Linn had laughed and said it was a good idea.
It felt great to lay in the sun. She had carefully applied factor 30 suntan lotion to herself, and fifty to the children, and now she was enjoying the warm breeze rolling in from the sea. The peace lasted for exactly six minutes. She knew that it was six minutes because she was listening to today’s episode ofSummerin Swedish radio P1. The host had just finished the initial phases, setting the scene and pulling the listener into the life story of the host. Six minutes.
“Mum, can we have some ice-cream?”
She looked up at Liv who was standing next to her. Her hair was hanging in sticky saltwater locks around her head and her swimsuit was covered in sand. Emelie nodded at dug around in her wallet for a couple of 20 SEK banknotes that she handed to her daughter.
“Thanks mum! Then we are going crab fishing. I love Sardinön, I want to stay here forever”, Liv said and ran over to her sister and their friend.
Emelie smiled, wondering if she was going to say the same thing in six months when the autumn storms were roaring.

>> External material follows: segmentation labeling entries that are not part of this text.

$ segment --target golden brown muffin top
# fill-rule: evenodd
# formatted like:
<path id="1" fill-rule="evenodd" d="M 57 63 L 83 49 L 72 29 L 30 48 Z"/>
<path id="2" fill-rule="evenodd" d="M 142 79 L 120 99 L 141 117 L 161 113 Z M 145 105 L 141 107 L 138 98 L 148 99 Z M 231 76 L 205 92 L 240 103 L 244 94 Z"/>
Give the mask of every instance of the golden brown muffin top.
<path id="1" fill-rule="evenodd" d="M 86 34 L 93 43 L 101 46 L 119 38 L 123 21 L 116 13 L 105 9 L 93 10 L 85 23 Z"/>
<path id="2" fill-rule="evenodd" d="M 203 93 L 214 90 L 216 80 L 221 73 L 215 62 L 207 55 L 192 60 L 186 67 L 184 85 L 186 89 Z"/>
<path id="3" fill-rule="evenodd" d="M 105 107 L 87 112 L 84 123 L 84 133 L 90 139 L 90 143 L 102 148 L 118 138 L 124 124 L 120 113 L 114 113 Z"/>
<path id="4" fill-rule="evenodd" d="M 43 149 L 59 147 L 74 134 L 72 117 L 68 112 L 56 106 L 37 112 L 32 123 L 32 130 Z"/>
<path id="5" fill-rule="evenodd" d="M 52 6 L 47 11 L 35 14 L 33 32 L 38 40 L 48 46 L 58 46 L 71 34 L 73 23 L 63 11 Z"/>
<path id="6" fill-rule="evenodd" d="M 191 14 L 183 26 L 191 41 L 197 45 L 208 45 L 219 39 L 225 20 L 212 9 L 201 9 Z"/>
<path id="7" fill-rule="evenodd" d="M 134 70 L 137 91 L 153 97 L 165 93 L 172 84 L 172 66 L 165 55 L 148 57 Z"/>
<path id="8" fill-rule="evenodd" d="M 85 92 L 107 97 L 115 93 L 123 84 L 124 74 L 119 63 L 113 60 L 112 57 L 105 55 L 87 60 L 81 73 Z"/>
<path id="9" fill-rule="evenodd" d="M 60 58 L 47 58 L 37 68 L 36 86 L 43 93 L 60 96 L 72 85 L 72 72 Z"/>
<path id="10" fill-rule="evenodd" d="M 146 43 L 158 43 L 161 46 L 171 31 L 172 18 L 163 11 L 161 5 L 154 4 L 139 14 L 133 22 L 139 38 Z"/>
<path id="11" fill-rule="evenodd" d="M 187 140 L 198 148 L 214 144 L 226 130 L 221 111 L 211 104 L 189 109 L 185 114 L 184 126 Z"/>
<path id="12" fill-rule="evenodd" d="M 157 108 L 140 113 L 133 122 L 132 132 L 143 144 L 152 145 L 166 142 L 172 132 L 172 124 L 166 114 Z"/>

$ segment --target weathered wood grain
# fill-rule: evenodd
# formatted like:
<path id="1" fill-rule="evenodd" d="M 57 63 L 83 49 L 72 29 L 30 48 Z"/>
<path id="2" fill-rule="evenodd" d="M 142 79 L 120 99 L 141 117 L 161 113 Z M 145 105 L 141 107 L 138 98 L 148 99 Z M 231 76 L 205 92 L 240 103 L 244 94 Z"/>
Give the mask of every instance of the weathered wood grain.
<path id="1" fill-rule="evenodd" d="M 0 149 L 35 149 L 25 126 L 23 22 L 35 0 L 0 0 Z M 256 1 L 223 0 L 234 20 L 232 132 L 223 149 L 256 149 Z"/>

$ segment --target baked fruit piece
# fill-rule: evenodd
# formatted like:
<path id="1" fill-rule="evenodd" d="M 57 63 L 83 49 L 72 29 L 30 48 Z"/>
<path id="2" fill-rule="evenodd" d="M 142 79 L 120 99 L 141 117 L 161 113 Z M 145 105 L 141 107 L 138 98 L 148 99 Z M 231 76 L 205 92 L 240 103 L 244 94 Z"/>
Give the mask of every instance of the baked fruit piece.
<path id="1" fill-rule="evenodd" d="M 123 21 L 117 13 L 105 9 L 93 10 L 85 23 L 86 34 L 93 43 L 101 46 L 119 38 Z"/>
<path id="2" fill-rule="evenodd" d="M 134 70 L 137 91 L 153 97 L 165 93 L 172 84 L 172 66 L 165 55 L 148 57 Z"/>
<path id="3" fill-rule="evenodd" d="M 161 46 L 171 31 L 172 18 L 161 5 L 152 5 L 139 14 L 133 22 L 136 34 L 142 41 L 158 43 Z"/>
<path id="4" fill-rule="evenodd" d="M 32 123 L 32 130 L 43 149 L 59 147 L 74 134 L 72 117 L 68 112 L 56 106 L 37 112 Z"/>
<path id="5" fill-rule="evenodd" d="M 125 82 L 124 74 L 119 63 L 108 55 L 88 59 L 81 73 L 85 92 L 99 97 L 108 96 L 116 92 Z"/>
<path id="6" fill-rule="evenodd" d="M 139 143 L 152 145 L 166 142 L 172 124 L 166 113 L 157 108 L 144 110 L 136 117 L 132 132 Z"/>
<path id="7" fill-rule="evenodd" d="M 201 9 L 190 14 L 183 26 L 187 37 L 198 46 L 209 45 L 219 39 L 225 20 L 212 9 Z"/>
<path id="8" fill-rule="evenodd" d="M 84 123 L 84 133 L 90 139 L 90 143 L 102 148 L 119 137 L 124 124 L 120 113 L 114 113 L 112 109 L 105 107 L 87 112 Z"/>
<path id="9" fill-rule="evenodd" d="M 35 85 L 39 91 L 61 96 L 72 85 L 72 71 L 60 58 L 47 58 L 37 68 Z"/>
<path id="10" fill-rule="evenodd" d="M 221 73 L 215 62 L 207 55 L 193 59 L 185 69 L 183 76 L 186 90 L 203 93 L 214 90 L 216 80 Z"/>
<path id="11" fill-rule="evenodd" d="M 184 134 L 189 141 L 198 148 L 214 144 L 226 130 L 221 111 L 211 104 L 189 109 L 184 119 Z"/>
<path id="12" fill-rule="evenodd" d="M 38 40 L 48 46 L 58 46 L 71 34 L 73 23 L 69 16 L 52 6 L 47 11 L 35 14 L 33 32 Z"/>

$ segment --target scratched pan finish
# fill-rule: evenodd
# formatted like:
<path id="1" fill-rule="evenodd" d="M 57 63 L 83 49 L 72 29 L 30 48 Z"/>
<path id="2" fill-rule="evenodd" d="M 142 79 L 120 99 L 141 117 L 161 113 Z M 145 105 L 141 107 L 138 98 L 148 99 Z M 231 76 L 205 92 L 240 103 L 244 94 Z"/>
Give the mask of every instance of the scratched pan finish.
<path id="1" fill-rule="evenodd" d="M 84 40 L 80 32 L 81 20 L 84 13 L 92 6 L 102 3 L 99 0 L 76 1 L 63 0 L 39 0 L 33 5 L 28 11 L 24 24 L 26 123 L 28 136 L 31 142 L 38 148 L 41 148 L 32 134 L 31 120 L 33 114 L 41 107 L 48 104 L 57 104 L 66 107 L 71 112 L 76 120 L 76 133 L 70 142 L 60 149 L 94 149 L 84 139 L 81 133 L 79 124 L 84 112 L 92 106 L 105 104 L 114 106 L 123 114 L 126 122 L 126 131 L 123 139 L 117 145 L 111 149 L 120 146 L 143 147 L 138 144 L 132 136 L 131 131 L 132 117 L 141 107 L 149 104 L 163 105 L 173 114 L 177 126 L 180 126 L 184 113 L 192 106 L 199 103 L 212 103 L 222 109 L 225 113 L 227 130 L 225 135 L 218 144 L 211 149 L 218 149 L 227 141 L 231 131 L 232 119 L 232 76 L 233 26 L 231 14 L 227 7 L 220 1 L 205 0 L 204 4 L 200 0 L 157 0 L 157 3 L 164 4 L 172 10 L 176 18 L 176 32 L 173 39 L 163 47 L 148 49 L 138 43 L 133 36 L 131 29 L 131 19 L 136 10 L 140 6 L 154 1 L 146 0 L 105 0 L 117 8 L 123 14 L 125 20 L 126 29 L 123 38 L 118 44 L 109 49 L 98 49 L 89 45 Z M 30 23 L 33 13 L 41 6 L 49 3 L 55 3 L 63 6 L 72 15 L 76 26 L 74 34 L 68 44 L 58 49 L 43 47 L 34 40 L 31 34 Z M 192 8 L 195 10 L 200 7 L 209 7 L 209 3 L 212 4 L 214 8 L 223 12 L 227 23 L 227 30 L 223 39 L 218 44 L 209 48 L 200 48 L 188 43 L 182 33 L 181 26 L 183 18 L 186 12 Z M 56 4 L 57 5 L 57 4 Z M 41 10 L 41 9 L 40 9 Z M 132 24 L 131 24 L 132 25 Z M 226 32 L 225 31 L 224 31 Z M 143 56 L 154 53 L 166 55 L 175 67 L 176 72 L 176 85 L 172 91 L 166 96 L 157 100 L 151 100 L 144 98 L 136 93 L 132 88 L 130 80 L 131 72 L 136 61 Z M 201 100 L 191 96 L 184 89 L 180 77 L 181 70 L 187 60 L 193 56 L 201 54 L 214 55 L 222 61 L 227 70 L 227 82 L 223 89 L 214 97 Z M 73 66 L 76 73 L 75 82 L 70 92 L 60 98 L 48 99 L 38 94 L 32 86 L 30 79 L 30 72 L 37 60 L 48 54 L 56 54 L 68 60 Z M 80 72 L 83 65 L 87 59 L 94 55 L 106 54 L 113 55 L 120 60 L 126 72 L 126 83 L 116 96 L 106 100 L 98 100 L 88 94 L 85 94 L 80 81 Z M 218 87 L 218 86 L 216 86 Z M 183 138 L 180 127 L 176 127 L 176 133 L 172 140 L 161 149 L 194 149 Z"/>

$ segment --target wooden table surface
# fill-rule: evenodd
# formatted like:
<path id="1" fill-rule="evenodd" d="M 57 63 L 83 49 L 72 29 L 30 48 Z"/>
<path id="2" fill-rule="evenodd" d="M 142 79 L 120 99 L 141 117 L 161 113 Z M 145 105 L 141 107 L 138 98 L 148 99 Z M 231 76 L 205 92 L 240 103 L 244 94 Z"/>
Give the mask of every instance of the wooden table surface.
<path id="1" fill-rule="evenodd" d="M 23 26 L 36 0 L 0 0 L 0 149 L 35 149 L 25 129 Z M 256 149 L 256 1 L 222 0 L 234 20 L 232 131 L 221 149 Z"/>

Or hold on a second, then they would be back in Växjö, and Sardinön would be nothing but a memory. But the house would still be there. The question was what to do with it?”
“Hello, mother.” Linn, of course! She was the only one of her daughters calling her that.
Emilie didn’t really like it, but since it had happened that people had mistaken her and Linn for sisters, she figured that’s why Linn liked to make it clear that they weren’t.
“Hello there love”, she said, handing her a red Christmas beach towel.
Linn unfolded it, inspecting the motif; a Santa driving a train full of Christmas gifts.
“The creativity knows no limits. Santas in trains. What might they think of next?” Linn said, trying to sound older than her 19 years.
“Just wait and see. I’m certain that there are plenty of Christmas things that we haven’t discovered yet,” Emelie said.
Linn put the beach towel on the ground and sat down on it. She pulled her summer dress over her head and straightened her bikini top. Then she shaded her face with one hand, looking at Emilie.
“Why do you have beach towels with Christmas motifs?”
“Why not? When one has everything else with Christmas motifs” Emilie responded.
“Sure, but…Did we ever have special Christmas towels?”
Emelie shook her head. No, they certainly did not.
“Since your father is a Muslim, we never celebrated traditional Christmas when you were little. But when the girls arrived we started celebrating properly with a Christmas tree and presents, but without the ham, of course,” Emelie said.
“But I got Christmas gifts before Liv and Linnea were born, I remember that clearly. That red bike with a basket, for example,” Linn said dreamily.
“Of course you got Christmas gifts, I just mean that we didn’t really celebrate in any large fashion at home. But no matter what, neither we nor grandma ever owned any Christmas towels,” Emelie said.
“No, it’s probably just hardcore Christmas freaks like Astrid who take it that far”, Linn said and laughed. Emilie shook her head, put her headphones back into her ears and laid down again. She didn’t turn on the radio show again, but she knew that just having the headphones in gave her some peace and quiet, and saved her from hearing the constant “mum, mum”, all the time.